AXA was contacted by Bell in March 2019, following a thirteen-night cruise with her mother and children where she alleged her luggage had been lost by staff upon disembarking at Southampton. Bell rang AXA again a week later, stating that she had previously mentioned a pram that had been damaged by stewards alongside the lost luggage, despite making no such claim on the initial call.

The insurer informed Bell that they required the reference number for the report that would have been made at the port on the day of disembarking, as per the cruise company’s procedures for cases of missing or damaged property. Bell responded that she had made a report on the day, but was not aware that she needed a reference number, and therefore did not have one. Checks with the cruise company indicated that Bell had reported neither the missing luggage nor the damaged pushchair at the time.

Following AXA’s request for proof of purchase for the items Bell had declared missing, the claimant sent over a number of receipts and email confirmations for online shopping. Bell provided proof of purchase from two major retailers, totalling nearly £1,300. The retailers stated that Bell had been refunded for the majority of this amount, after she claimed that her orders had not arrived.

Further investigation into purchases with another popular online retailer, worth more than £500, uncovered that they had in fact been made in another customer’s name and to a different address.

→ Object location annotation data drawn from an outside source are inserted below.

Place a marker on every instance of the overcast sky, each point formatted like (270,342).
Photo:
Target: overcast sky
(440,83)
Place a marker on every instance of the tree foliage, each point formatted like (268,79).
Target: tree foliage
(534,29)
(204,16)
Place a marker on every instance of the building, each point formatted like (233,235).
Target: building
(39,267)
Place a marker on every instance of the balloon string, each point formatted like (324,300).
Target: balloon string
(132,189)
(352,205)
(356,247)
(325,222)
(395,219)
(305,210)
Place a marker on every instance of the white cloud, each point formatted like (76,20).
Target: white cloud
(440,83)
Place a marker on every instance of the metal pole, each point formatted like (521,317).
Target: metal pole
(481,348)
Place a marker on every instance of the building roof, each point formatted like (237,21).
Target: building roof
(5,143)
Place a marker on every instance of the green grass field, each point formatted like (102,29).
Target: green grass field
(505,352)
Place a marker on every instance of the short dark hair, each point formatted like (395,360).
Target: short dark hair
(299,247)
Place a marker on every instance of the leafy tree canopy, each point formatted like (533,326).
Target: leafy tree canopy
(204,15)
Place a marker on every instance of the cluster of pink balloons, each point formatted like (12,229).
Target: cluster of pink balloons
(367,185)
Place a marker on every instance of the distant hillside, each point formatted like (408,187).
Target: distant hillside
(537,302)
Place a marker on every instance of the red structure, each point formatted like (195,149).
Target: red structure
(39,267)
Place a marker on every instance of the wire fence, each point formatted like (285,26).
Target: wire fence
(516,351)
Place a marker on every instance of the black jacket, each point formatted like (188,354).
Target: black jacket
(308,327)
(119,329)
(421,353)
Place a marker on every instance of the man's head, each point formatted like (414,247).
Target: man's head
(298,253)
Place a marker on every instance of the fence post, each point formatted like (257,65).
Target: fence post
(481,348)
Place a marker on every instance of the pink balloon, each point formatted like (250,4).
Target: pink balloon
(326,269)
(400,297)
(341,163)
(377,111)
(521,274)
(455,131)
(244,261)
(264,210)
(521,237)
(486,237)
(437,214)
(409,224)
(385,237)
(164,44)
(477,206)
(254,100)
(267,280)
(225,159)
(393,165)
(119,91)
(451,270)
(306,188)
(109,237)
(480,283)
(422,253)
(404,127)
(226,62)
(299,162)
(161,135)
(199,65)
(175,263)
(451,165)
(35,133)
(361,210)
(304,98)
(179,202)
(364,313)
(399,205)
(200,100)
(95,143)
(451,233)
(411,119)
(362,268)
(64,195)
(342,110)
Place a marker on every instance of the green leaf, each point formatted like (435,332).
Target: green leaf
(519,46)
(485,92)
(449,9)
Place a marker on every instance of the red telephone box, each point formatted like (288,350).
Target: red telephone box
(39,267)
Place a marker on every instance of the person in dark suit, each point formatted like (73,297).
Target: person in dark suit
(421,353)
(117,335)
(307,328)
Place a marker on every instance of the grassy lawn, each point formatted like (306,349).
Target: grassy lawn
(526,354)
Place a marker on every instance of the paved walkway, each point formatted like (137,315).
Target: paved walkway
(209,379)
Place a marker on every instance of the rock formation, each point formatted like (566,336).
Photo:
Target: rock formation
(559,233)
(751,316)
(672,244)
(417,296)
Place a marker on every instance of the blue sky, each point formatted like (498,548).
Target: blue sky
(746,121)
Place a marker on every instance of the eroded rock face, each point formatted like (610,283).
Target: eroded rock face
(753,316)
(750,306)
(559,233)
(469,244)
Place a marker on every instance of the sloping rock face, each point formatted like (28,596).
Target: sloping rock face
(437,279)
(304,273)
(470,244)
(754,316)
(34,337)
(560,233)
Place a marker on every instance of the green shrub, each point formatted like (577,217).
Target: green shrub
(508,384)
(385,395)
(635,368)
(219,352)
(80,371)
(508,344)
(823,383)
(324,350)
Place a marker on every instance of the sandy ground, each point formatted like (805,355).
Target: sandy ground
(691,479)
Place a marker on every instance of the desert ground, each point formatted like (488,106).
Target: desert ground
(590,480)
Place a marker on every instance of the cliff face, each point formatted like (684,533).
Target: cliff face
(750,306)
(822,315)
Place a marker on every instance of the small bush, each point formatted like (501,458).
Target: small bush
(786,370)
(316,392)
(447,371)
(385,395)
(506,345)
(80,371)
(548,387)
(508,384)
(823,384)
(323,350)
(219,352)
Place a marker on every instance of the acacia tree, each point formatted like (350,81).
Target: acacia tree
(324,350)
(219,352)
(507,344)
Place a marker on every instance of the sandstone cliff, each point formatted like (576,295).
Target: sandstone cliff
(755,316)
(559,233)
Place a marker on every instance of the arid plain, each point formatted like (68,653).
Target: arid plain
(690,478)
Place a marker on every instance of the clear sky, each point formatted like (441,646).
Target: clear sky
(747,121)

This led officers to deduce that Bell had edited the email confirmation in order to associate the orders with her name and address.

Two further receipts showed in-store purchases for suitcases, totalling nearly £450. However, the date of sale on the receipts proved that the items had been bought whilst Bell was on the cruise, and therefore could not have been made by her nor lost on the ship.

Bell even went to the extent of forging an email invoice from a pushchair repair company, using a genuine company’s logo and fabricating an employee name to sign off the email with. The company confirmed that there was no such employee and that Bell had not submitted an item for repair.

When questioned, Bell maintained that she had reported the missing and damaged property on the day, and that she had received an email from the cruise company acknowledging her report. Bell also said that the repair company she had imitated had collected the pushchair from her home address to assess the damage, but returned it after deeming it unrepairable.